Although the General Assembly did not take steps to free Virginia’s wine industry from the three-tier system, legislators were able to end the Sangria crackdown. Ebbin’s bill became part of a larger reform effort in the House and became incorporated into a bill with a Republican patron for a better chance of making it through the secretive subcommittee process. Meanwhile, on the other end of the Capitol, senators were trying to close the martini loophole.

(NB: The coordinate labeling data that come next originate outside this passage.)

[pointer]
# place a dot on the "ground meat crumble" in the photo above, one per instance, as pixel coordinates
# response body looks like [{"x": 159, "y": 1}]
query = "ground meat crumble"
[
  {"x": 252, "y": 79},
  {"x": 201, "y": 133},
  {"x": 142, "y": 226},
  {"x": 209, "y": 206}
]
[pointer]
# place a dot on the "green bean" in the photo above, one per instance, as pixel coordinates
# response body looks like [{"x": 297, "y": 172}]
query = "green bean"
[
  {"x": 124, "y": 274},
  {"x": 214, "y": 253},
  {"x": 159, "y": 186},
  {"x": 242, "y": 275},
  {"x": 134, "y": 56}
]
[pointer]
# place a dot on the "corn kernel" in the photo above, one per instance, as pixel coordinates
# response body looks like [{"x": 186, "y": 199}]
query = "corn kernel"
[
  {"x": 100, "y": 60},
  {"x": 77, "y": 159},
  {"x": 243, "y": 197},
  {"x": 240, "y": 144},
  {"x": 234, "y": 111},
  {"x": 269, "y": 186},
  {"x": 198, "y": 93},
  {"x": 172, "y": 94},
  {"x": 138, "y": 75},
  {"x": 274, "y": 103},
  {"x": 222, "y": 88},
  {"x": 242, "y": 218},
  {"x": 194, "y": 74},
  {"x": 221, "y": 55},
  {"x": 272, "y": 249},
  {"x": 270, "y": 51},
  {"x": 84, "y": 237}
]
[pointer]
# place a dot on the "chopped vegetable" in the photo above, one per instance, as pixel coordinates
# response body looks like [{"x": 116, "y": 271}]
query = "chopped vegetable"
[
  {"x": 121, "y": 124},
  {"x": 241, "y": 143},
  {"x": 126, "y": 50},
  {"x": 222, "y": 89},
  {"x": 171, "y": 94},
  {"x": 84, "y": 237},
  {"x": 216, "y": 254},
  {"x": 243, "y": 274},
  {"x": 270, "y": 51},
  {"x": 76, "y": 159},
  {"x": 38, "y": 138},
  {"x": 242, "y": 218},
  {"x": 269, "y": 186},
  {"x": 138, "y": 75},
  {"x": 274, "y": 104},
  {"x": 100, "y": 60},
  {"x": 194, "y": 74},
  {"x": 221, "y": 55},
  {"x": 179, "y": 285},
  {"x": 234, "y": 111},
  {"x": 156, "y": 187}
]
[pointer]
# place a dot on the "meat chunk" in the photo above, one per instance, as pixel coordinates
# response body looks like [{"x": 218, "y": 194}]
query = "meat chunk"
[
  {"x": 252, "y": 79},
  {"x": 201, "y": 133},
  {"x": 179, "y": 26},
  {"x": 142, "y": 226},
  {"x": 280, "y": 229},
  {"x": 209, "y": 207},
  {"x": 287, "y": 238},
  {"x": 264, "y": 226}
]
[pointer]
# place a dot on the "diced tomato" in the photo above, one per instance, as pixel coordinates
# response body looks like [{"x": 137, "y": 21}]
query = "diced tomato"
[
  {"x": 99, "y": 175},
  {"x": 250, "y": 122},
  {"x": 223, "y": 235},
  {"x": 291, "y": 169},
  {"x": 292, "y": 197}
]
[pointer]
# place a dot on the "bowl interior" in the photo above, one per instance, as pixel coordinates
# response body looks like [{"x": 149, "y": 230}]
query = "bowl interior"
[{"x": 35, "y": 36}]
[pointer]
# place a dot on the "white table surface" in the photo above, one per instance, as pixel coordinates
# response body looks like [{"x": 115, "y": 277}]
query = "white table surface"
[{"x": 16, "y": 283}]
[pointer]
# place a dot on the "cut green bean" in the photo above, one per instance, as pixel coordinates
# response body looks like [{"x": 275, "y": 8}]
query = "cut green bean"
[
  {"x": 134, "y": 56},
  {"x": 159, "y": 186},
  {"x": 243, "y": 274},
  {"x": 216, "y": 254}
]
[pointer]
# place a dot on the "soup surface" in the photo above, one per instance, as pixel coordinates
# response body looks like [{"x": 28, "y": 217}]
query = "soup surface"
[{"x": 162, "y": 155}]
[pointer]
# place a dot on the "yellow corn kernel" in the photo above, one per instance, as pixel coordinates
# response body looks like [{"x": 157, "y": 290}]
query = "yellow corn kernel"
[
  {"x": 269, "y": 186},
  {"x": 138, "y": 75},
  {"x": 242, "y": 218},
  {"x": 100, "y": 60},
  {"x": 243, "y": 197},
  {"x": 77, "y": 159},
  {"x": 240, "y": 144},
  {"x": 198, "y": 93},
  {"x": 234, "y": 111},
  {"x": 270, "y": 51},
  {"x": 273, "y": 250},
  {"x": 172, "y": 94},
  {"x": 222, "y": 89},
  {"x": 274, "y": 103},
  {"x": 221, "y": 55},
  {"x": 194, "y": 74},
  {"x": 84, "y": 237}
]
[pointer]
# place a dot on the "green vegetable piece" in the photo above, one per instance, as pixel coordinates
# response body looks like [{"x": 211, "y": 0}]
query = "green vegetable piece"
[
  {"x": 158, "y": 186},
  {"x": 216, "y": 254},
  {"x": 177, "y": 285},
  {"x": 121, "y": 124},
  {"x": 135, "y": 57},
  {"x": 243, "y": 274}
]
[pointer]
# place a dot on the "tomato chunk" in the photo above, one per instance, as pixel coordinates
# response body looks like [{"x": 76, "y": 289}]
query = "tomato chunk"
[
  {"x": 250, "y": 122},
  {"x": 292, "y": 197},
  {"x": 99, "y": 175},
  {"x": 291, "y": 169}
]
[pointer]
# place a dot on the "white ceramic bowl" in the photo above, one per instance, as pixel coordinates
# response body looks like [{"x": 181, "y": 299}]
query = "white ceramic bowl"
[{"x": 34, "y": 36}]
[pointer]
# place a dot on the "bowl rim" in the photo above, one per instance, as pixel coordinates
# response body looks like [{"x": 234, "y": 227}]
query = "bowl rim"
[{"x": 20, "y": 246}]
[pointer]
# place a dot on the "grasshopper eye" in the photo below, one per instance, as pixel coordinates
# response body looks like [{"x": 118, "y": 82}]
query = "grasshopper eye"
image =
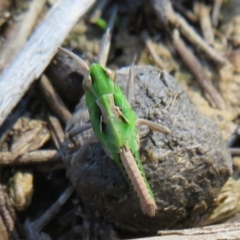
[{"x": 87, "y": 83}]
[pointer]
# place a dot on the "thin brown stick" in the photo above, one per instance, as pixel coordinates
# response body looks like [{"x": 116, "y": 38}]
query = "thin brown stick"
[
  {"x": 205, "y": 23},
  {"x": 215, "y": 12},
  {"x": 196, "y": 69},
  {"x": 234, "y": 151},
  {"x": 38, "y": 52},
  {"x": 189, "y": 14},
  {"x": 167, "y": 15},
  {"x": 41, "y": 156},
  {"x": 225, "y": 231},
  {"x": 6, "y": 216},
  {"x": 152, "y": 51},
  {"x": 53, "y": 100},
  {"x": 147, "y": 202},
  {"x": 98, "y": 10}
]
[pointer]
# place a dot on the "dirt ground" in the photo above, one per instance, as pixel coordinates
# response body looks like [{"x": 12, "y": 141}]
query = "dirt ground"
[{"x": 186, "y": 78}]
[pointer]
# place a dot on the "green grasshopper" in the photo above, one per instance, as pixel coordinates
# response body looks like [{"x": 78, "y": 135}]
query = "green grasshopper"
[{"x": 114, "y": 124}]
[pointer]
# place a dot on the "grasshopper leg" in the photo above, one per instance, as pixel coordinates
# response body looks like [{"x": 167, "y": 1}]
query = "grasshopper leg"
[
  {"x": 78, "y": 155},
  {"x": 75, "y": 131},
  {"x": 153, "y": 126}
]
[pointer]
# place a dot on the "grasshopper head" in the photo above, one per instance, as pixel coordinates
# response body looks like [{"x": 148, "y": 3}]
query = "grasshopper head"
[{"x": 87, "y": 82}]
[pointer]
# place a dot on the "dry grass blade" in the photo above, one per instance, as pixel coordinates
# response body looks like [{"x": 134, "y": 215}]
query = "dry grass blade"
[
  {"x": 147, "y": 202},
  {"x": 53, "y": 100},
  {"x": 195, "y": 67},
  {"x": 38, "y": 52}
]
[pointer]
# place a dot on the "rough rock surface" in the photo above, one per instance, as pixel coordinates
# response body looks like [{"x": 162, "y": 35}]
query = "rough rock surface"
[{"x": 186, "y": 169}]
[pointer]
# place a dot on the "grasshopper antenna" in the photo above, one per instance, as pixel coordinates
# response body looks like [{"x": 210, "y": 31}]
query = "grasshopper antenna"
[
  {"x": 82, "y": 64},
  {"x": 106, "y": 40},
  {"x": 129, "y": 90}
]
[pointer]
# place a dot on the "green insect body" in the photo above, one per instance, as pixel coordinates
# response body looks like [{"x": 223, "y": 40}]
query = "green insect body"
[{"x": 113, "y": 120}]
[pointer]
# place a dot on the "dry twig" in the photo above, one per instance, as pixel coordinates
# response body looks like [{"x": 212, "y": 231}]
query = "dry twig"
[
  {"x": 38, "y": 52},
  {"x": 205, "y": 22},
  {"x": 8, "y": 158},
  {"x": 196, "y": 69},
  {"x": 53, "y": 100},
  {"x": 149, "y": 45},
  {"x": 217, "y": 232},
  {"x": 215, "y": 12},
  {"x": 167, "y": 15}
]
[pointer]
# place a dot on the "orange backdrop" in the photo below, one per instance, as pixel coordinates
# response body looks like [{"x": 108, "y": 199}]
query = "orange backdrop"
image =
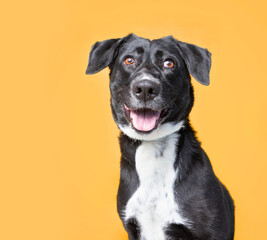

Because the 1930s-era regulation banned mixing distilled spirits and wine, a strict reading of the law would outlaw the martini, which is a distilled spirit mixed with vermouth, a wine. So the Senate version of the bill was written in a way that made it legal for bars to offer a wide array of other drinks — like the a "boilermaker," a combination of beer and spirits.
"I think that cost it some votes on the House side," said Tom Lisk, a lobbyist for the hospitality industry. "Some lawmakers from rural parts of the state will always vote in a way that discourages the availability of alcohol."
One of the 16 votes against the Senate version closing the martini loophole was Del. Robert Marshall (R-13), a conservative member from Manassas who would later organize an ill-fated campaign to become the Republican for the open seat in the United States Senate. Marshall and other conservative members were on the losing side of the Sangria Legalization Act of 2008, which was signed into law by Democratic Gov. Tim Kaine on March 10. Starting July 1, the Sangria prohibition enacted in 1932 will become a relic of the past.
"It seems the Republicans are living in a different era," said Del. Brian Moran (D-46) during a Sangria-legalization party at La Tasca earlier this month. "They prefer dirt roads and alcohol prohibition."